[PATCH] D26083: [LV] Scalarize operands of predicated instructions
Gil Rapaport via llvm-commits
llvm-commits at lists.llvm.org
Mon Nov 7 08:14:45 PST 2016
gilr added inline comments.
================
Comment at: lib/Transforms/Vectorize/LoopVectorize.cpp:4678
isa<DbgInfoIntrinsic>(&I)) &&
- Legal->isScalarAfterVectorization(&I)) {
- scalarizeInstruction(&I);
+ (Legal->isScalarAfterVectorization(&I) ||
+ Cost->isProfitableToScalarize(&I, VF))) {
----------------
mkuper wrote:
> We have 5 places that call isScalarAfterVectorization().

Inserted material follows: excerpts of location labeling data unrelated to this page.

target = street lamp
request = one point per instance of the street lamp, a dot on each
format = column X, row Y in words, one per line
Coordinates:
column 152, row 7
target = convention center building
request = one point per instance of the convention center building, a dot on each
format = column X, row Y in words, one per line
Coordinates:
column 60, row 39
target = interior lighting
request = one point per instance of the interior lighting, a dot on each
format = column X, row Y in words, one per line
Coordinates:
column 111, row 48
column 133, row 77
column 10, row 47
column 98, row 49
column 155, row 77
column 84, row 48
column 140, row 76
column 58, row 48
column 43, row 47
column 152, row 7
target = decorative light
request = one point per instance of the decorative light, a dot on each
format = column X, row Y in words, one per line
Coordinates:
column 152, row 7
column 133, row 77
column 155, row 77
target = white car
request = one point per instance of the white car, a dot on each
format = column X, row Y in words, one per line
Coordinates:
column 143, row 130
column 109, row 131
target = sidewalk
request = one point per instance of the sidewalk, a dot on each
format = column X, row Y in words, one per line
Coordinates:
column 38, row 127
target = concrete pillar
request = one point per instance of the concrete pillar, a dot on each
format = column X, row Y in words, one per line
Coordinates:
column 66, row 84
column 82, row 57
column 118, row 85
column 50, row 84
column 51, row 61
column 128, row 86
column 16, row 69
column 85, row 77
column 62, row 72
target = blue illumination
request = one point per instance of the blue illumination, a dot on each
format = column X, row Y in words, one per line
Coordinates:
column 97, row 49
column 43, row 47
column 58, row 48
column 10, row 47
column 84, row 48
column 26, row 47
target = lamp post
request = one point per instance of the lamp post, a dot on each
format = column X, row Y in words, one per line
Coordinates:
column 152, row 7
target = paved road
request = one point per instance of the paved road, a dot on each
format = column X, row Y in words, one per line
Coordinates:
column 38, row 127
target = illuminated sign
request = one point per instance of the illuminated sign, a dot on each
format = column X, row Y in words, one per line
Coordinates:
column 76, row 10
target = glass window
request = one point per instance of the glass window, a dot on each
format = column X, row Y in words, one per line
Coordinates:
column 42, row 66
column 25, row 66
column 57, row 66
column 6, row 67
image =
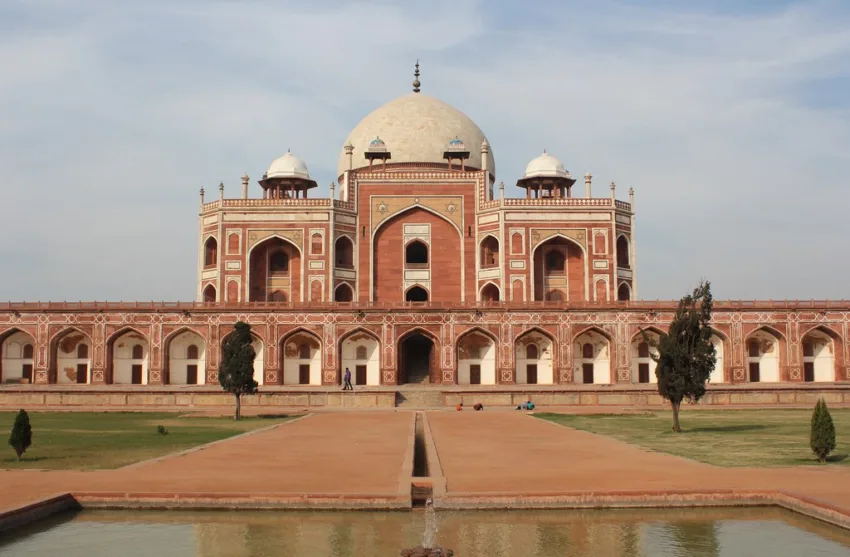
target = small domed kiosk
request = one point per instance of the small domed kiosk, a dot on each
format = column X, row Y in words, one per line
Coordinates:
column 287, row 178
column 547, row 178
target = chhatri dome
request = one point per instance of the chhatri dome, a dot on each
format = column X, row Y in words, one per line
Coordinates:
column 415, row 128
column 546, row 166
column 288, row 166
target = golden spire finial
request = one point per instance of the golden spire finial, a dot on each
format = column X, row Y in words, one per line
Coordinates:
column 416, row 83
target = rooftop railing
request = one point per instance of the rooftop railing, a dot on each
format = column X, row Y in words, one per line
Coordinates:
column 247, row 203
column 642, row 305
column 325, row 202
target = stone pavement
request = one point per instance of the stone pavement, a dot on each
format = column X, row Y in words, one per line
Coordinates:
column 367, row 456
column 502, row 453
column 360, row 454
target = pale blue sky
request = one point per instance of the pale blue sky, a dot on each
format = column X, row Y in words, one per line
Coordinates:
column 730, row 119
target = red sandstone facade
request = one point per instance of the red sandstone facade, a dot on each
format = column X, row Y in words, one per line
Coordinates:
column 416, row 269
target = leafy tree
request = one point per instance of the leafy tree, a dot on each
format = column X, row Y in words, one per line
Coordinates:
column 21, row 437
column 685, row 355
column 236, row 374
column 822, row 440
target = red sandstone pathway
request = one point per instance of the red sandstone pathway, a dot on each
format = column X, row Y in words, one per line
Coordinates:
column 483, row 452
column 354, row 454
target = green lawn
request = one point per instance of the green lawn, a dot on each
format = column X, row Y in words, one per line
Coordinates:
column 721, row 437
column 92, row 440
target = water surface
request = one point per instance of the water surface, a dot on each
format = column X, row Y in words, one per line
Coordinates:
column 626, row 533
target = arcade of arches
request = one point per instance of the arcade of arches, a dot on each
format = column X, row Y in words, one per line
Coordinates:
column 477, row 356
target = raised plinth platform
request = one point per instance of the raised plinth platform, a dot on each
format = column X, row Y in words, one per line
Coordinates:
column 409, row 397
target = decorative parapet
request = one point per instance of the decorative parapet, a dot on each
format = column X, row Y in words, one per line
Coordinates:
column 641, row 305
column 248, row 203
column 567, row 202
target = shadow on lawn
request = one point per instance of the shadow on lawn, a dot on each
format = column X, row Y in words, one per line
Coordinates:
column 730, row 428
column 14, row 460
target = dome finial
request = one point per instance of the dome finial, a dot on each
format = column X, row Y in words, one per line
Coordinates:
column 416, row 83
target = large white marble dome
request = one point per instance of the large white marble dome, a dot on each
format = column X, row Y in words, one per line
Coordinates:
column 415, row 128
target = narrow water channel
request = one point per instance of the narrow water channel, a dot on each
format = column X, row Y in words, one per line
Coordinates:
column 644, row 533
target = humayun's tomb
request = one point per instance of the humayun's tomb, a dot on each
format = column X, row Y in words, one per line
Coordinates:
column 416, row 270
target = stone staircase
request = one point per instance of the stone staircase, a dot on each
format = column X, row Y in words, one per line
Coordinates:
column 419, row 398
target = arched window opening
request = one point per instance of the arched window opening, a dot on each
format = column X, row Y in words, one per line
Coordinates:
column 753, row 349
column 490, row 293
column 416, row 294
column 555, row 296
column 416, row 253
column 278, row 263
column 343, row 293
column 344, row 252
column 516, row 243
column 808, row 349
column 316, row 244
column 232, row 291
column 489, row 252
column 210, row 252
column 233, row 243
column 599, row 243
column 623, row 252
column 555, row 261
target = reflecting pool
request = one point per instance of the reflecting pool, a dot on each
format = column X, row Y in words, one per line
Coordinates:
column 632, row 533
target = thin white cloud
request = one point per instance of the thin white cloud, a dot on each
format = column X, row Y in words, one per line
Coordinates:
column 114, row 115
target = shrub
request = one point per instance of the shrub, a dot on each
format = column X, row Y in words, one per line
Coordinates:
column 822, row 439
column 21, row 437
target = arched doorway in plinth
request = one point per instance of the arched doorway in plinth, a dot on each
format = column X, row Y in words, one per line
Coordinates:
column 17, row 357
column 476, row 358
column 360, row 352
column 418, row 358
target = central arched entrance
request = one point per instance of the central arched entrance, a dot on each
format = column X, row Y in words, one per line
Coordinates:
column 416, row 359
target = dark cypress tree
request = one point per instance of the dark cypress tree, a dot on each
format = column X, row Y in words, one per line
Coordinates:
column 686, row 355
column 236, row 374
column 822, row 440
column 21, row 437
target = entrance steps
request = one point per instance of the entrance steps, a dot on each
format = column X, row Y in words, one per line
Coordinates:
column 420, row 398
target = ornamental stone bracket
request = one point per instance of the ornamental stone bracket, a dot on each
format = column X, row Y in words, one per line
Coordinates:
column 385, row 207
column 296, row 236
column 540, row 235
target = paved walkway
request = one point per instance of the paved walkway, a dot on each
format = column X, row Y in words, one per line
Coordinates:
column 483, row 452
column 351, row 454
column 367, row 454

> Is this the only call site that cares about this? (If all of them should care, perhaps wrap in a helper function?)
I think Michael's comment raises a more general question: should it matter why we scalarize?
Put differently, once an instruction is marked for scalarization by legal or cost, shouldn't we treat it uniformly in the code?
[if so, then the question "will the instruction be scalarized" would only be well-defined in the context of some VF]
================
Comment at: lib/Transforms/Vectorize/LoopVectorize.cpp:6583
+ DenseMap<Instruction *, unsigned> ScalarCosts;
+ if (computePredInstDiscount(&I, ScalarCosts, VF) >= 0)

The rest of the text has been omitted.